A agência europeia estima também mesmo que “qualquer relaxamento durante os meses de verão do rigor das medidas não-farmacêuticas [restrições] que estavam em vigor na União Europeia e no Espaço Económico Europeu no início de junho podem levar a um aumento rápido e significativo dos casos diários em todos os grupos etários, com um aumento associado dos internamentos e das mortes, atingindo potencialmente os mesmos níveis do outono de 2020, se não forem tomadas medidas adicionais”.

E projeta que “num cenário de redução gradual de 50% das medidas de intervenção não-farmacêuticas até 1 de setembro, espera-se que a incidência da SARS-CoV-2 aumente em todos os grupos etários, com a maior incidência naqueles com menos de 50 anos”.

Perante o atual cenário, que regista uma elevada circulação do novo coronavírus, as medidas de proteção individual devem ser mantidas, principalmente em espaços públicos, grandes ajuntamentos e viagens, independentemente de a pessoa estar ou não vacinada.

Uma alteração no perfil dos doentes internados

João Gouveia, presidente da Comissão de Acompanhamento da Resposta Nacional em Medicina Intensiva, revelou na quarta-feira ao Público que cerca de um terço dos doentes com covid-19 internados em Unidades de Cuidados Intensivos (UCI) na região de Lisboa e Vale do Tejo já tinha iniciado o processo de vacinação, mas não o tinha concluído. Segundo o especialista, os internados tinham sido vacinados apenas com uma dose da vacina quando ocorreu a infeção.

Assim, apesar de estarmos a falar de números pequenos - eram cerca de duas dezenas de pessoas nestas condições - estes dados acabam por reforçar a ideia de que uma única dose da vacina não confere um grau de proteção tão elevado e que, por isso, é necessário que as pessoas mantenham todos os cuidados de prevenção, mesmo depois de vacinadas.

“Apesar de ser a melhor arma, a vacinação não é a única arma e só por si não chega.

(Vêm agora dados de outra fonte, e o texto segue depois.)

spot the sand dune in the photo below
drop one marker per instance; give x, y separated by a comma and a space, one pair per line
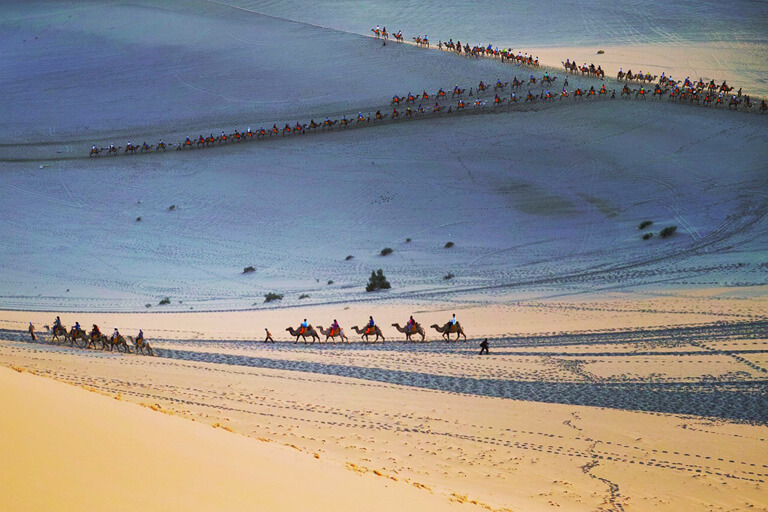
625, 373
133, 458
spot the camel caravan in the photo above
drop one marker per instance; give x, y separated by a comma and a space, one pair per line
702, 92
372, 332
95, 339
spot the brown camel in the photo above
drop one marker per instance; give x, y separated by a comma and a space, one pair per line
119, 343
408, 332
370, 331
449, 329
332, 334
310, 331
59, 331
75, 335
141, 345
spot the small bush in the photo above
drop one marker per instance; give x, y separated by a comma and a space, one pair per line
668, 231
377, 281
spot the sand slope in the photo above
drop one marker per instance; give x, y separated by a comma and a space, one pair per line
58, 442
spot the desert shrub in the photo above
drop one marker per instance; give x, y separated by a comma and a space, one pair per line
645, 224
377, 281
668, 231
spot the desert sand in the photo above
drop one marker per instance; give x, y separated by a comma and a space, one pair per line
624, 374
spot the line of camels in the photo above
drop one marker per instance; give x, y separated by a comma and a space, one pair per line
95, 339
368, 332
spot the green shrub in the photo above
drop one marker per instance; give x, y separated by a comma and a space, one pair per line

É preciso acelerar o processo de vacinação e avançar com medidas para reduzir francamente a transmissão, sobretudo dentro de Lisboa”, explica o médico, que relembra também que o processo de vacinação levou a uma mudança de perfil dos doentes internados: “Mais de metade dos doentes [internados, nesta região,] tinham menos de 55 anos. São agora francamente mais jovens e havia mesmo doentes com 25 anos e sem comorbilidades em risco de vida na semana passada”.

As pessoas “não podem pensar que [a covid-19] é uma gripezinha que não causa doença grave”, sublinhou o médico, referindo ainda que devem manter as medidas de proteção e evitar grandes aglomerados.

Cinco mortos e 1.231 infetados entre pessoas com vacinação completa em Portugal

Porém, não há casos de infeção apenas em pessoas com uma dose da vacina: a DGS revelou na passada quinta-feira que, em dois milhões de pessoas com esquema vacinal completo há mais de 14 dias em Portugal, 1.231 contraíram a infeção, 43 foram internadas - 26 foram internadas "com diagnóstico principal" de covid-19 e 17 com "diagnóstico secundário". Portugal registou ainda cinco óbitos de pessoas com imunizadas, quatro com 80 ou mais anos.

No total de infetados após vacinação completa, 37% estavam na faixa etária dos 80 e mais anos, e 8% dos 70 aos 79 anos, estando os restantes distribuídos nas outras faixas etárias. No que reporta aos internados com diagnóstico principal de covid-19 após vacinação completa, a DGS adiantou que 77% têm mais de 80 anos. 

Se já estava a equacionar a possibilidade de marcar jantares sem ter de pensar em "bolhas sociais", de viajar sem preocupações ou de abandonar as máscaras, nada disto deverá ser para já.